Let’s talk pitch.
It what you “do” when you’re trying to get an agent or editor’s attention regarding your finished book. You know what I’m talking about, the book you spent years on, perfecting, and now’s it’s ready to be read by the world and what’s more, embraced.
In the Book Writing World, Elizabeth has spent some time with the members in the mentoring and “finish your book” classes working on making our pitches, well, perfect. Ideally, your pitch should be 2-3 sentences in length, contain some elements of conflict and most importantly, have a suspenseful “hook” – a tease of what’s to come.
Mine: “The novel, The Shadow Gardens, is about Mrs. Lahiri, an American born Bengali woman grappling with the problems of race and identity. Mrs. Lahiri has tenuously arranged everything in her life, her home and relationships with her family – and she has carefully hidden the past in plain view. Now that she wants to host her daughter’s wedding in her own prized garden, the past races into the present and threatens to ruin the picture-perfect life Mrs. Lahiri has created, forcing her to choose what matters most: the truth or tradition.”
What is your pitch? What are the questions that are burning up the pages in your book? What is most important question to you as the writer that needs to be answered?
Thanks for your piece on story (character,motivation and obstacles) Am not sure if this is the place to respond but here goes.
Here are some pitches I wrote for Murder in the Rehab Unit.
Clarissa Parks is invested in preserving a safe environment for patients at the Del Norte Rehab Facility. She starts by investigating who killed Tom Young.
Clarissa Parks has a good sense of what’s right and wrong and works hard to establish justice around the murder of Tom Young, a patient at Del Norte.
Clarissa Parks faces many challenges as a nurse but her greatest challenge is to uncover who killed Tom Young, a patient who was killed on her shift.
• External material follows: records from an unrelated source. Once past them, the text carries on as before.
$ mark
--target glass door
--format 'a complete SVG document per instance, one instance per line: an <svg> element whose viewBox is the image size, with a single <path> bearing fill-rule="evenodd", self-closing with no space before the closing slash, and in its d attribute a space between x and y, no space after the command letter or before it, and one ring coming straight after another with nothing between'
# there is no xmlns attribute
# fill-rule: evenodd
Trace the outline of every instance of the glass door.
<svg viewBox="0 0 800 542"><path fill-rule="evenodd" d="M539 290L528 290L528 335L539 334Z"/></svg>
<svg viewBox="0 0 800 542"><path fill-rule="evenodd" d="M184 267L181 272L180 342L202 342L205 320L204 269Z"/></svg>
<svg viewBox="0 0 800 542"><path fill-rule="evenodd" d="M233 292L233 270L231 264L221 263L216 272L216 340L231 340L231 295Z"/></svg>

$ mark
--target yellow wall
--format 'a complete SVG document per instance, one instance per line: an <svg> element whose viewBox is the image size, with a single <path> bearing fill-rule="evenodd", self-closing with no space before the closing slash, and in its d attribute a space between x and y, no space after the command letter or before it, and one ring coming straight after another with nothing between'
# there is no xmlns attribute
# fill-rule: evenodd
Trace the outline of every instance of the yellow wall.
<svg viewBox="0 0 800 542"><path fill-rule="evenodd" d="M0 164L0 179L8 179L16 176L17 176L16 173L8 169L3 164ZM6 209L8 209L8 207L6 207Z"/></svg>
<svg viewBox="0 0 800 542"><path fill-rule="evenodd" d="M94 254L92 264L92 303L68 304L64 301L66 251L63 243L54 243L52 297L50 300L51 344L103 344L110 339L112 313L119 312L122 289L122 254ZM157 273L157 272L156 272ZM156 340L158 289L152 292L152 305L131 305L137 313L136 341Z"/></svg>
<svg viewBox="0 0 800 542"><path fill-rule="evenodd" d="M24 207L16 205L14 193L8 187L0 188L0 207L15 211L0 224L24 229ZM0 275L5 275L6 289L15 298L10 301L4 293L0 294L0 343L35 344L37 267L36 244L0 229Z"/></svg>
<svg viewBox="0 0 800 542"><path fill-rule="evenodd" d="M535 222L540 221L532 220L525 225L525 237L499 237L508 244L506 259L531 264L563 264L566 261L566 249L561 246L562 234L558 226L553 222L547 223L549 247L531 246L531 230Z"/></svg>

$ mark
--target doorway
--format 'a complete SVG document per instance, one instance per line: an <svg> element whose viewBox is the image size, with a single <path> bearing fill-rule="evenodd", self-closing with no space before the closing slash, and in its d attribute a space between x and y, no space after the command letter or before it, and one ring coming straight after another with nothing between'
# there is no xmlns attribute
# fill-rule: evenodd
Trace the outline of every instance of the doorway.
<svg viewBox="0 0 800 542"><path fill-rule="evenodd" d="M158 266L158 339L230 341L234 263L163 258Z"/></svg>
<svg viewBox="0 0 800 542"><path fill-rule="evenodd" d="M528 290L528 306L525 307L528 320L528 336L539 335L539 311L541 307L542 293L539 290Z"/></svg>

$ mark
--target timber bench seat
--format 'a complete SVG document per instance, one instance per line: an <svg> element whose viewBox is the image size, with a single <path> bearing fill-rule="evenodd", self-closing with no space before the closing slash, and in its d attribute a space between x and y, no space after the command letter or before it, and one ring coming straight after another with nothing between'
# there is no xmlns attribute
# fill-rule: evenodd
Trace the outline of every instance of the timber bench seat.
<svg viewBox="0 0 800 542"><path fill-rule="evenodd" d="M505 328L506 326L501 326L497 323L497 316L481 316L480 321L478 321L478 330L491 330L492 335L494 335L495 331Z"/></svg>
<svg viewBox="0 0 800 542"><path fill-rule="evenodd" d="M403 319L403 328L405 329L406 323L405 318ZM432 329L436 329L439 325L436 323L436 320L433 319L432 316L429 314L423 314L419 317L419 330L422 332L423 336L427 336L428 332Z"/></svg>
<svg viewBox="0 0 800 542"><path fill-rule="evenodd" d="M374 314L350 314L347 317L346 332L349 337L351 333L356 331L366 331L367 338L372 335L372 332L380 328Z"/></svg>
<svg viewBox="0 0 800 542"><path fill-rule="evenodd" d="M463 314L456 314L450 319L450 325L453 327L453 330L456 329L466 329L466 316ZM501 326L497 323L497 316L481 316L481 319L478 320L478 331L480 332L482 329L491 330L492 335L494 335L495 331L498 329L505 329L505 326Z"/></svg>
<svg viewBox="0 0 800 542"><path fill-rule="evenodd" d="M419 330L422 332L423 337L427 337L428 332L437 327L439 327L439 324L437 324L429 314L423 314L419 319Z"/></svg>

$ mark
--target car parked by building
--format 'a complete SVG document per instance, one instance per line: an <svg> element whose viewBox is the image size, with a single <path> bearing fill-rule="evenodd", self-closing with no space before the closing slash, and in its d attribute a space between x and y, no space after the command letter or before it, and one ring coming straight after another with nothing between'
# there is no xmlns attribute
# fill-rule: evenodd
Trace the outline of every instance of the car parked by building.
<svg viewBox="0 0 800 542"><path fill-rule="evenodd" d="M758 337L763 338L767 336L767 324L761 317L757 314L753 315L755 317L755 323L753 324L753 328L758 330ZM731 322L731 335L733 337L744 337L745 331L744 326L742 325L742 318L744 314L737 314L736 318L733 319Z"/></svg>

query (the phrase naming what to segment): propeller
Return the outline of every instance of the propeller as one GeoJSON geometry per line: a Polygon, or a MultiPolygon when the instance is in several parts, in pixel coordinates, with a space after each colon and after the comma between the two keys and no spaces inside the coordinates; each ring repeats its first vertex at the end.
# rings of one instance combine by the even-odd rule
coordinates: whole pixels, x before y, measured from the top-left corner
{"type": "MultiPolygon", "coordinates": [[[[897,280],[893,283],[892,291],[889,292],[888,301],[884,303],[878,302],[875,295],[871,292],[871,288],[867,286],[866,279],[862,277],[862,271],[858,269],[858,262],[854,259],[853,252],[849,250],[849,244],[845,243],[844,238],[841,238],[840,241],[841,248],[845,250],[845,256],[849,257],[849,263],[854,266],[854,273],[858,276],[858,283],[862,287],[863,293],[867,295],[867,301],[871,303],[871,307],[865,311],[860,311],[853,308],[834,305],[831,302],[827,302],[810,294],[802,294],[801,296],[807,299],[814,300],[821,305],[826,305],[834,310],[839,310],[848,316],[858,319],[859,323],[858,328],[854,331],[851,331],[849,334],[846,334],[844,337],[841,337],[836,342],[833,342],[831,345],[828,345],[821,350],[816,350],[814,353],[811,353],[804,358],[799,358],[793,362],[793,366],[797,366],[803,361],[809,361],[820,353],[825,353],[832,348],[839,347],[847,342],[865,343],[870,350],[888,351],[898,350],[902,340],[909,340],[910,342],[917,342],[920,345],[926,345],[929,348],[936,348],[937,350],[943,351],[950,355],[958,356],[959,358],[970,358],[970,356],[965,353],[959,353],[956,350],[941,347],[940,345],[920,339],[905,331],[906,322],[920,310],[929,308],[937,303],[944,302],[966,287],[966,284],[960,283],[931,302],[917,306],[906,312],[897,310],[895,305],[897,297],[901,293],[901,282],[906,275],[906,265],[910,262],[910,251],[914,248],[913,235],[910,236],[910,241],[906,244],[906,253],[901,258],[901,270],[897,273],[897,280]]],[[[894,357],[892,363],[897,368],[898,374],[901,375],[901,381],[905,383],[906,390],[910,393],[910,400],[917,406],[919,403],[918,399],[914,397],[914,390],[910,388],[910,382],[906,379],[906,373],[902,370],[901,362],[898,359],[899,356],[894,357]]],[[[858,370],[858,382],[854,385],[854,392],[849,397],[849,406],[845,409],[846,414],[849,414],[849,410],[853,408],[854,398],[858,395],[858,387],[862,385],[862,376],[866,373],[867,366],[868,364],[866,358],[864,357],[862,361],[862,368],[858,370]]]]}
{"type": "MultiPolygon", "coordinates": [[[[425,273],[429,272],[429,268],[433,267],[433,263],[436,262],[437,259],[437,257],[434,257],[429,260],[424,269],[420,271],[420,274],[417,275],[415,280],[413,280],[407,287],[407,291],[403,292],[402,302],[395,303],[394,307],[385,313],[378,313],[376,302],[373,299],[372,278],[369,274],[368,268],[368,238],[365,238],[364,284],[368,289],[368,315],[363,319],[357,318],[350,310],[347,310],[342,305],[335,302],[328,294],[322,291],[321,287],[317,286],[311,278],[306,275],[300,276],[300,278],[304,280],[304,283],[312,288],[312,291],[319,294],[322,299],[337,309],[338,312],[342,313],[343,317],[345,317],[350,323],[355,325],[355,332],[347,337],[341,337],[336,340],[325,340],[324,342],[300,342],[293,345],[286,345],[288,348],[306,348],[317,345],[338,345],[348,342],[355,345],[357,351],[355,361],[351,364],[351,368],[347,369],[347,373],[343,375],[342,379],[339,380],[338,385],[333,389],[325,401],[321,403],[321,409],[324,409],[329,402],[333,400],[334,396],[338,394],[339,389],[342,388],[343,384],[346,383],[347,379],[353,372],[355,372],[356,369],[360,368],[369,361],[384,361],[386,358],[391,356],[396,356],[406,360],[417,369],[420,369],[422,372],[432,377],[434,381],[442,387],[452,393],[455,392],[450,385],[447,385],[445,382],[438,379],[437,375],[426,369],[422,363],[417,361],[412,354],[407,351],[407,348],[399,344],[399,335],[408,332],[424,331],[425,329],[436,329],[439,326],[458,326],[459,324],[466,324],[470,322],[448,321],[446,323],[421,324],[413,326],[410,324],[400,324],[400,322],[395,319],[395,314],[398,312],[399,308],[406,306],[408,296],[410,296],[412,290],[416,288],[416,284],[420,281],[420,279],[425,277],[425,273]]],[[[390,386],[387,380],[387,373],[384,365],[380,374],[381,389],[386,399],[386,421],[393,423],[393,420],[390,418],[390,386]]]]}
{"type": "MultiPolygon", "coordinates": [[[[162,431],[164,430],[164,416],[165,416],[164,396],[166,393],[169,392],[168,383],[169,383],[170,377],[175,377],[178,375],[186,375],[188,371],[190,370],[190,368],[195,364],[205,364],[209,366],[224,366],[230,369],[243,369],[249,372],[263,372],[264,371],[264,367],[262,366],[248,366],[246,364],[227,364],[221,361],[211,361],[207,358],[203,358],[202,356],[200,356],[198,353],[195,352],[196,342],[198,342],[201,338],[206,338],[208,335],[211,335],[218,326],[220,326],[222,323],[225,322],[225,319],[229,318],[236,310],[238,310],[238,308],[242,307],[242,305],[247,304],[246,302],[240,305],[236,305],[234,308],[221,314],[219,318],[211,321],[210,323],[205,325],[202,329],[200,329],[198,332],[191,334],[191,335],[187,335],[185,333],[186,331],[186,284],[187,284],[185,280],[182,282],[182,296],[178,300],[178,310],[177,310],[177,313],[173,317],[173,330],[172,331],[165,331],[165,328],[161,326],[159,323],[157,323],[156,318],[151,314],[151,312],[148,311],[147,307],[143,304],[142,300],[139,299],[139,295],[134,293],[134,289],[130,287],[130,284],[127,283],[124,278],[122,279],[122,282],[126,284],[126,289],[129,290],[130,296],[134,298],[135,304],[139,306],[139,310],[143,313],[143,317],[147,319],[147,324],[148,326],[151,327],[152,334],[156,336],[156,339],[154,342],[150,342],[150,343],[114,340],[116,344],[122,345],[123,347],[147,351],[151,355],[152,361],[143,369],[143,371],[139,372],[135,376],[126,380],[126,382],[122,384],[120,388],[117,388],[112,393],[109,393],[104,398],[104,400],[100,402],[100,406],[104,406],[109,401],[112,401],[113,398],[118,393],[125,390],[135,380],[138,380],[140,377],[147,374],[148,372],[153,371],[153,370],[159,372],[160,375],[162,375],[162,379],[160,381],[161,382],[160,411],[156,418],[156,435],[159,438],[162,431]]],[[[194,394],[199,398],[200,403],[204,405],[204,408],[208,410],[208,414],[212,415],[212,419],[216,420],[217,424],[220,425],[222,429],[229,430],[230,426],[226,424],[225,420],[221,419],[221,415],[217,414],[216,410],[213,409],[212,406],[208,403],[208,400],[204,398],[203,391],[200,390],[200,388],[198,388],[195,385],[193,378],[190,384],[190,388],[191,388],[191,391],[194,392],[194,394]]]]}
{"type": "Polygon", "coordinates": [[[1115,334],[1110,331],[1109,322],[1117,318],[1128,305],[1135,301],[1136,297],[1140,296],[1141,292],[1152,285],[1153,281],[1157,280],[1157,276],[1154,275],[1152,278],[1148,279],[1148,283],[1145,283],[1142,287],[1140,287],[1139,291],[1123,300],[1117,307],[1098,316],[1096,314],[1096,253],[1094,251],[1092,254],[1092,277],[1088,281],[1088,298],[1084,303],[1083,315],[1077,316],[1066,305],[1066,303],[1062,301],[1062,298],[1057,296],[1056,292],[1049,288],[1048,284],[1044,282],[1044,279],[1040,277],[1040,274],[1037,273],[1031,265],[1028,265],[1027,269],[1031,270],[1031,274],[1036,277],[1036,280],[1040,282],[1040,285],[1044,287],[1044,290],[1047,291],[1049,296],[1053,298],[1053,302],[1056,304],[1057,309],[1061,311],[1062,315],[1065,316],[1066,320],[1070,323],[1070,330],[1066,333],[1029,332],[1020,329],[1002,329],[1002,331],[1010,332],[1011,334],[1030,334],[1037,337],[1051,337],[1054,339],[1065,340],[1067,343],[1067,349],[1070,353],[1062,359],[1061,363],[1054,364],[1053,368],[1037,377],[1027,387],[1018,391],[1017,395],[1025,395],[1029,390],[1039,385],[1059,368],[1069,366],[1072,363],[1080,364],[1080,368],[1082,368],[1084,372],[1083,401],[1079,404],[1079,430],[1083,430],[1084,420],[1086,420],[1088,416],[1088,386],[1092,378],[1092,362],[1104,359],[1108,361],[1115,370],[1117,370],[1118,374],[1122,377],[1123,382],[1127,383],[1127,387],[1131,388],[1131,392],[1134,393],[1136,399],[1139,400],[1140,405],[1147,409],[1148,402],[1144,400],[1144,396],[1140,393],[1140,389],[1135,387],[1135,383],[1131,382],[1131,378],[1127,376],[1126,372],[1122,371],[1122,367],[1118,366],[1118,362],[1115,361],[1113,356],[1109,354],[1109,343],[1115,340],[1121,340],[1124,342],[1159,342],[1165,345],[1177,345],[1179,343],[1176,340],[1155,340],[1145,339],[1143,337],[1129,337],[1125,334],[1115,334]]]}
I agree with you on Lahiri’s characters, even tghouh I love Lahiri’s prose. I gobbled up The Namesake. But I was disappointed with Gogol/Nikhil’s own confusion over his name, and the narrator’s confusion over it, as well. Does Gogol/Nikhil himself prefer Gogol , or not?The narrator clearly prefers Gogol, since he/she refers to him by that name throughout, even after he legally changes it. Gogol/Nikhil has clear affection for his original name, since he never insists upon Nikhil, even after he legally becomes Nikhil. Why the confusion? Both names are western, so it’s hard to see either of them as a symbol of his Indian heritage. For me, this confusion marrs the story, since it leaves Gogol/Nikhil himself vague as a character. All of the female characters are more better defined, less ambiguous.